Cela nous amène d'ailleurs à une question d'importance qui, à défaut d'être franchement abordée dans le livre, se devine entre les lignes: en profitera-t-on pour relier environnement et économie, ou continuera-t-on collectivement à les mettre en contradiction?

«Il faut inventer la pérennité du capital humain et du capital environnemental, estime Jocelyn Desjardins. Il faut recentrer l'économie sur le développement de l'énergie solaire, de la géothermie, de l'éolien. Nous sommes entrés dans l'époque des grands gestes.»

Un peu plus optimiste face au virage qu'il constate, François Tanguay en appelle pour sa part à plus de cohérence dans les décisions politiques. Il illustre son propos en donnant la forêt comme exemple: on se dit soucieux de son sort et pourtant, on continue de voir chaque arbre comme un 2 x 4 potentiel, déplore-t-il.

«Or il est possible d'agir différemment, ajoute celui qui dirige aujourd'hui la Coalition québécoise du bois. En Gaspésie, il y a tout un réseau de coopératives forestières qui s'organisent pour développer des débouchés: des copeaux pour le chauffage, de la biomasse pour de l'énergie et du carburant, etc.»

Manifestement vert a le mérite de présenter des solutions pragmatiques. On met de l'avant l'efficacité énergétique, le transport collectif électrique, les compteurs d'eau, le marché du carbone, etc.

Mais ces solutions sont bien connues des dirigeants, non? «Oui, mais il y a néanmoins un énorme manque de vision, un manque de visionnaires, croit François Tanguay. Toutes ces solutions sont réalisables. Et pourtant, on continue de couler du béton comme si c'était la seule chose à faire.»

S'ils s'entendent sur le constat, les auteurs ont cependant plus de difficulté à tomber d'accord sur la direction que prend aujourd'hui la planète. Alors que François Tanguay croit qu'un virage «prononcé et rapide» est en cours, Jocelyn Desjardins estime que les grands gestes tardent à être posés.

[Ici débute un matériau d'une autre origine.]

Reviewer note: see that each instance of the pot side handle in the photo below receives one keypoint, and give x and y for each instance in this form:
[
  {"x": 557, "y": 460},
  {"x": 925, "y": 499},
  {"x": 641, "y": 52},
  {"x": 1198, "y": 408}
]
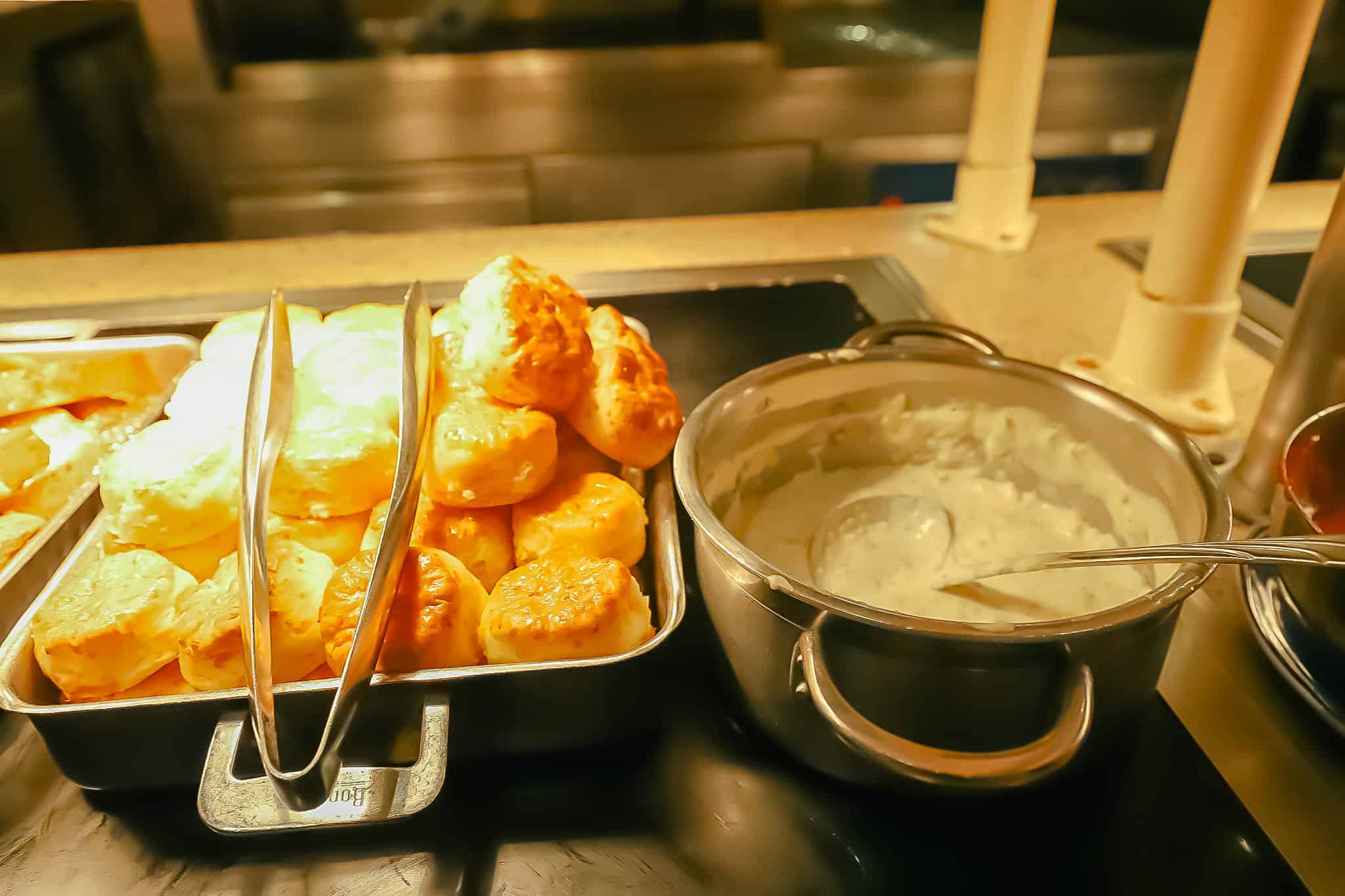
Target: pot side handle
[
  {"x": 361, "y": 793},
  {"x": 891, "y": 331},
  {"x": 1002, "y": 769}
]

«Nous devons nous poser la question: qu'est-ce qui nous reste à faire désormais? À mon avis, comme écologistes, nous devons investir d'autres terrains, croit M. Desjardins. Nous devons nous présenter en politique. Nous devons appeler les investisseurs et les confronter. Nous devons assumer le discours que nous prononçons depuis un moment.»